A: Zen is already the essence of Buddhism. When you examine your sensations & perceptions, & also investigate "objects" of any kind in your experience, you find them to be marked by transience. You find also that they are empty of any abiding or permanent self. Lastly, you find that to cling to sensations & perceptions or objects of experience with your heart as if they were not transient, as if they had any enduring substance, causes you great annoyance & pain. But by putting a stop to all this mental & emotional clinging to as ifs you enter into an inexpressible peace & bliss. You have now exchanged the "as ifs" for the "as is."

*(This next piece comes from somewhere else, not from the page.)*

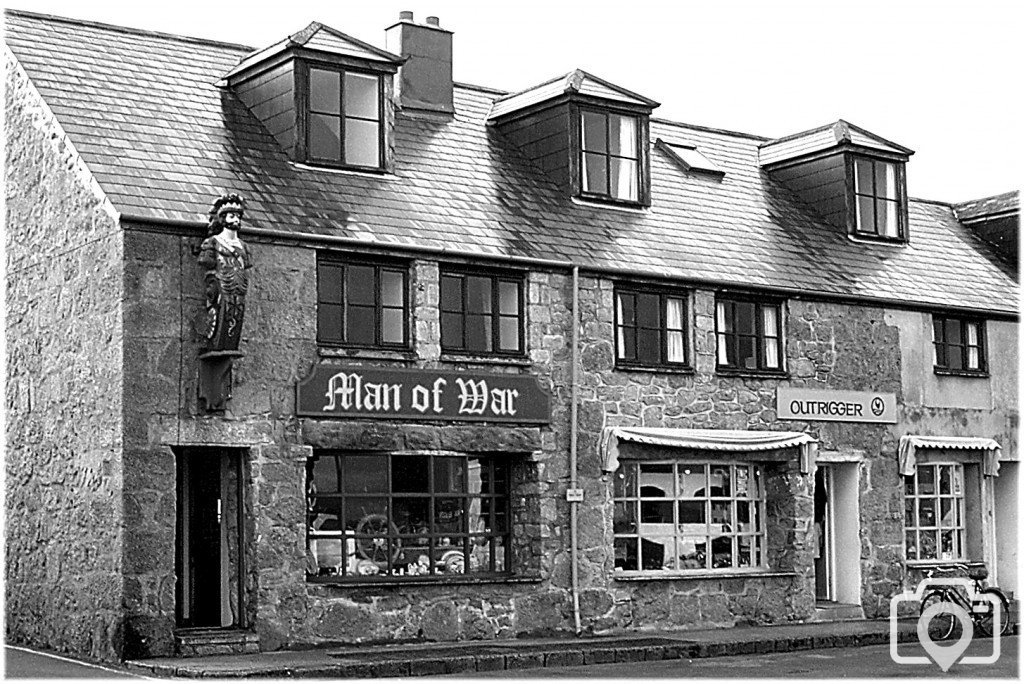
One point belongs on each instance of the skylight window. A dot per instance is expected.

These are all natural realizations of one who meditates. Zen is meditation, after all. It is a type of meditation that leads to the ease & simplicity of non-meditation.
So if you pursue Zen with resolve & conviction you will naturally realize what the Buddha realized, which as I've summarized for you is the "three seals" of our human existence, plus the Fourth Seal, which is the here-and-now experiential realization of Nirvana.
In this life people mostly stir up trouble. In Zen we get rid of trouble & settle the dust -- and this isn't done by developing religious beliefs or engaging in fantastic & colorful rituals but merely by sitting still, relaxed & at your ease, & looking into what's always right here now.
And what's always right here now is the least noticed, & the easiest to forget: your Mind itself.